A churchman living in east London despairs of his flock. “There are many people who do not believe that God exists, nor do they think that the human soul lives on after the death of the body,” he laments. “They consider that the universe has always been as it is now and is ruled by chance rather than providence.”
It’s a complaint many would make about their congregation – but what might be surprising is that Peter of Cornwall, prior of Holy Trinity, Aldgate, wrote this in 1200.
In the Western mind, history is often seen as linear, one of the strands of which is that there is a continuous trend from ignorance and religiosity towards enlightenment and atheism. It’s assumed that people in the Middle Ages were very Christian. Yet what many of the chroniclers suggest is that men at the time were far less religious than those of the later, early modern period.
They were rarely atheists – the concept only dates from Elizabethan times, although some prominent figures were known to express scepticism. But their attachment to Christianity seems confused and mixed up with folklore. It was only in the late Middle Ages, following the Black Death, that people began to take Christianity and its rules much more seriously.
To make a sweeping statement, medieval people were childlike in their behaviour. Repression was an alien, later concept. Men and women tended to show their emotions, which could swing from laughter to anger, which partly explains why 13th-century Oxford had twice the homicide rate of Baltimore or Detroit today.

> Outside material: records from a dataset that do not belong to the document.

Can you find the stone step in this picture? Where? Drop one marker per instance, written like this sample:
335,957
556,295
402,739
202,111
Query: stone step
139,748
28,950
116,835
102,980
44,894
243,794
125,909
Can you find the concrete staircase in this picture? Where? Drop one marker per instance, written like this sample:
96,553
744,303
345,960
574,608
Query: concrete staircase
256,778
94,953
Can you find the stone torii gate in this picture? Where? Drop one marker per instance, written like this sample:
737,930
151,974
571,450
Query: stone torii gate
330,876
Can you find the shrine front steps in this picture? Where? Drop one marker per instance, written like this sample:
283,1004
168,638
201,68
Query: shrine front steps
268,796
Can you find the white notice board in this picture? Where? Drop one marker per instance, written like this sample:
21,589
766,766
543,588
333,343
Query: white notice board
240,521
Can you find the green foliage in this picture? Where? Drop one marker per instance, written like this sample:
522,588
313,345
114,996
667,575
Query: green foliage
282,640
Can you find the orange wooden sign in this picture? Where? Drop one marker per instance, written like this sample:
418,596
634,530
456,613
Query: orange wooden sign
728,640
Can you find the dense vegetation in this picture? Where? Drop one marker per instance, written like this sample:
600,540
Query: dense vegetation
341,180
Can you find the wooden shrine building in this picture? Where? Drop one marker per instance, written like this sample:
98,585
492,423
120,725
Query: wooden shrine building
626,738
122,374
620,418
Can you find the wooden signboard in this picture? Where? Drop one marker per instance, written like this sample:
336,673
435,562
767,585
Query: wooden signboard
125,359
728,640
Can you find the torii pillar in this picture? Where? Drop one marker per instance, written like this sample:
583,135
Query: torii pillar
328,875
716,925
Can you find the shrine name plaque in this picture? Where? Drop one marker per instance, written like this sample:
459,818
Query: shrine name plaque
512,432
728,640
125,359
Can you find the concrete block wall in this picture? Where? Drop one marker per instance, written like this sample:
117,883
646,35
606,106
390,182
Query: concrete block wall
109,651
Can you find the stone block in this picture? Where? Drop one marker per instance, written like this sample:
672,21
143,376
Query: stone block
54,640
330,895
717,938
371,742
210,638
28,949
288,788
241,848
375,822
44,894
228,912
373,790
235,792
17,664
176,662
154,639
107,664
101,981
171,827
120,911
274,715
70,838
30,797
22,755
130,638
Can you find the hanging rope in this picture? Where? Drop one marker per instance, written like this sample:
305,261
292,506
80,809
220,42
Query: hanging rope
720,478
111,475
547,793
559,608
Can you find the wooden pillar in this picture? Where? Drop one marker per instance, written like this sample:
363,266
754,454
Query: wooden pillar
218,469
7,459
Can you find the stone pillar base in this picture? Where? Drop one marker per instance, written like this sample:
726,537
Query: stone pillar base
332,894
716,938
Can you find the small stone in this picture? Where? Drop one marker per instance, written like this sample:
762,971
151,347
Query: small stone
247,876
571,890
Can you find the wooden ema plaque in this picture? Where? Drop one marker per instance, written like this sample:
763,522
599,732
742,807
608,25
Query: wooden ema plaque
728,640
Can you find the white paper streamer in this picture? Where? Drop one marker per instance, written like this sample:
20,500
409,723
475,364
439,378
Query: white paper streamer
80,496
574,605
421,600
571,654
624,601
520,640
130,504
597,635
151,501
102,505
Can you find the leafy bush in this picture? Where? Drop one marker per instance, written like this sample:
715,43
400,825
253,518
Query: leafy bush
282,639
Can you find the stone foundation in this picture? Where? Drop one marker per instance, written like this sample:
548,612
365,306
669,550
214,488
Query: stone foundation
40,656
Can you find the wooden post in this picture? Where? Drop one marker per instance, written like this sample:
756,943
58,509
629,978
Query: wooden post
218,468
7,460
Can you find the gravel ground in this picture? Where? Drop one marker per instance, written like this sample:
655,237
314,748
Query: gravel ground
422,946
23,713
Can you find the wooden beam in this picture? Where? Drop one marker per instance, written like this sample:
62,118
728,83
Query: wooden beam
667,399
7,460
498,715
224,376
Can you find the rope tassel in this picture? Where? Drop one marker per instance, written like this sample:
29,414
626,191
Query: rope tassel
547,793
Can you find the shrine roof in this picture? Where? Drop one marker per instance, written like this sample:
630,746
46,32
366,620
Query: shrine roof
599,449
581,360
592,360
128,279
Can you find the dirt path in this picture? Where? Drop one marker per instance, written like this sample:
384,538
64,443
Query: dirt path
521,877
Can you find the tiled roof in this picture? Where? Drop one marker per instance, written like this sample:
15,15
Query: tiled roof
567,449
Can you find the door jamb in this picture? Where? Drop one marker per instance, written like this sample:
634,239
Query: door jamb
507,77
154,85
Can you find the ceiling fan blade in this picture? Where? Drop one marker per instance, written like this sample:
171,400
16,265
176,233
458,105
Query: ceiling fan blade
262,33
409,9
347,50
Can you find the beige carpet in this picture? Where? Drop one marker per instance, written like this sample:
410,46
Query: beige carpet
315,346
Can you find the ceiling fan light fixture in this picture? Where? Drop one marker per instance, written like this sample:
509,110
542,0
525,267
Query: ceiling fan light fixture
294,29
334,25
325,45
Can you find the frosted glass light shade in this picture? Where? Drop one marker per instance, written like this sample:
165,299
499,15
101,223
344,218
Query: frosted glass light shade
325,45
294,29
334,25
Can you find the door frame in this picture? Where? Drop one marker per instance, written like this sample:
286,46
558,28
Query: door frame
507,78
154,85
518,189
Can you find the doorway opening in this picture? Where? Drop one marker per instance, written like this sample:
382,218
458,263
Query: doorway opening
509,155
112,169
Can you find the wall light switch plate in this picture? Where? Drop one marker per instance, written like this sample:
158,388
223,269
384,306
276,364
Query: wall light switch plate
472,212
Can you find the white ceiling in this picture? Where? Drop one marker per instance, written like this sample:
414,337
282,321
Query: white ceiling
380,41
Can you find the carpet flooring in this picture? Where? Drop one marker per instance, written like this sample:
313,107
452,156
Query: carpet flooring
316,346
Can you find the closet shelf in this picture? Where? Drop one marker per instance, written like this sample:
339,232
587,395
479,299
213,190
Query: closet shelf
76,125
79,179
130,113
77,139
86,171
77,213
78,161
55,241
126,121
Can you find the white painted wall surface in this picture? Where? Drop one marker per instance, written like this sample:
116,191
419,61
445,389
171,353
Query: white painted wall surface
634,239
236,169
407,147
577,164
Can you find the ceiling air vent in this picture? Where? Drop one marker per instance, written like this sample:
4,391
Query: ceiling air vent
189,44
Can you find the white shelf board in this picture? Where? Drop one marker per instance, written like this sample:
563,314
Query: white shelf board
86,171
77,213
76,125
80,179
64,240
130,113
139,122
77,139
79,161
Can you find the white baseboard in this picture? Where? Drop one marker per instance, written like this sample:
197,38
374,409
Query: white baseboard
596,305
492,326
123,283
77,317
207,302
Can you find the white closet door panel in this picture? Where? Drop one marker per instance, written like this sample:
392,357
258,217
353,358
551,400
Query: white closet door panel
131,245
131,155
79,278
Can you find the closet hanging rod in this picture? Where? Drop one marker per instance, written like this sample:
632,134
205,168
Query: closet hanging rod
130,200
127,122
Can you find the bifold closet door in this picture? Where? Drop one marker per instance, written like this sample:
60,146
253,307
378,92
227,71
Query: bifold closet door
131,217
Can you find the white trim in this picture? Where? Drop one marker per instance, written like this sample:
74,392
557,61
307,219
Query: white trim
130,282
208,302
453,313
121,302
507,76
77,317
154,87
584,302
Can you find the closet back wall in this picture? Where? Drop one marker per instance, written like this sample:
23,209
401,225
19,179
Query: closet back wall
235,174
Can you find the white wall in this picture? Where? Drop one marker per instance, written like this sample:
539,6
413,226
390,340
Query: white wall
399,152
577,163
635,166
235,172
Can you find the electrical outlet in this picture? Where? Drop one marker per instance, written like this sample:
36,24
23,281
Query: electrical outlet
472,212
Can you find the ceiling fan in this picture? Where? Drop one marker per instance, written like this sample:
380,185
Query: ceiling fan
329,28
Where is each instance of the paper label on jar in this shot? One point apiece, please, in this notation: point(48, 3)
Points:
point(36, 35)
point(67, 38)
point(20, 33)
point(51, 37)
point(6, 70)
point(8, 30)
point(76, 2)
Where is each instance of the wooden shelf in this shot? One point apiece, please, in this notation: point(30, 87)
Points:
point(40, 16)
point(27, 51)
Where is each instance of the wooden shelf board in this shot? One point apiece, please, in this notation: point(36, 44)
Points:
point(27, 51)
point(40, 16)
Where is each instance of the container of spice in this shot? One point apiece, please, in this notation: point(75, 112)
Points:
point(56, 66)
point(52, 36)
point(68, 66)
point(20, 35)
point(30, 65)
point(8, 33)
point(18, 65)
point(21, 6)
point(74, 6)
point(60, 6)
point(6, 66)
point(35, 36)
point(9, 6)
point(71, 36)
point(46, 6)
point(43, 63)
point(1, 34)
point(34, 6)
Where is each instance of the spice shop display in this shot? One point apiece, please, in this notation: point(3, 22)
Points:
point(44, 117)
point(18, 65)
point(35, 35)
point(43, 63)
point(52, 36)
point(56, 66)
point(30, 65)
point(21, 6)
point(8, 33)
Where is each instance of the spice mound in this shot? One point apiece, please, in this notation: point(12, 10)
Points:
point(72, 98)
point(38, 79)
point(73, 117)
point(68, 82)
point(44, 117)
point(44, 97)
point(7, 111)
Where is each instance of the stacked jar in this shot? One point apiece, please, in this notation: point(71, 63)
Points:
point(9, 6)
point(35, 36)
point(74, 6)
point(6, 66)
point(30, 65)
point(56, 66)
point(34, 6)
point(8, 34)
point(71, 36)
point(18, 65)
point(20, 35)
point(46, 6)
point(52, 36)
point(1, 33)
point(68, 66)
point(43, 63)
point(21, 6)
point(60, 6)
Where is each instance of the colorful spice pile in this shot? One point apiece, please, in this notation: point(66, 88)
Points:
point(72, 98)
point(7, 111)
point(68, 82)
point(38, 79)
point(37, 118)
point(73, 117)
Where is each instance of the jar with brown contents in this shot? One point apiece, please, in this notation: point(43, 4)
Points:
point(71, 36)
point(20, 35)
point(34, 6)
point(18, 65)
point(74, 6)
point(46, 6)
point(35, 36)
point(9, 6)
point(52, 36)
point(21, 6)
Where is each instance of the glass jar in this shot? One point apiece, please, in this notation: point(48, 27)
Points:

This was reflected in their religious practice, too. One preacher, Alexander Ashby, complained that at the solemn moment of Mass, with “the hush as the priest prayed silently before consecrating the Eucharist, a hubbub of gossip and joking commonly broke out among the congregation”. The main reason that Edward the Confessor was considered holy was that he didn’t talk throughout Mass, as most people did in the 11th century.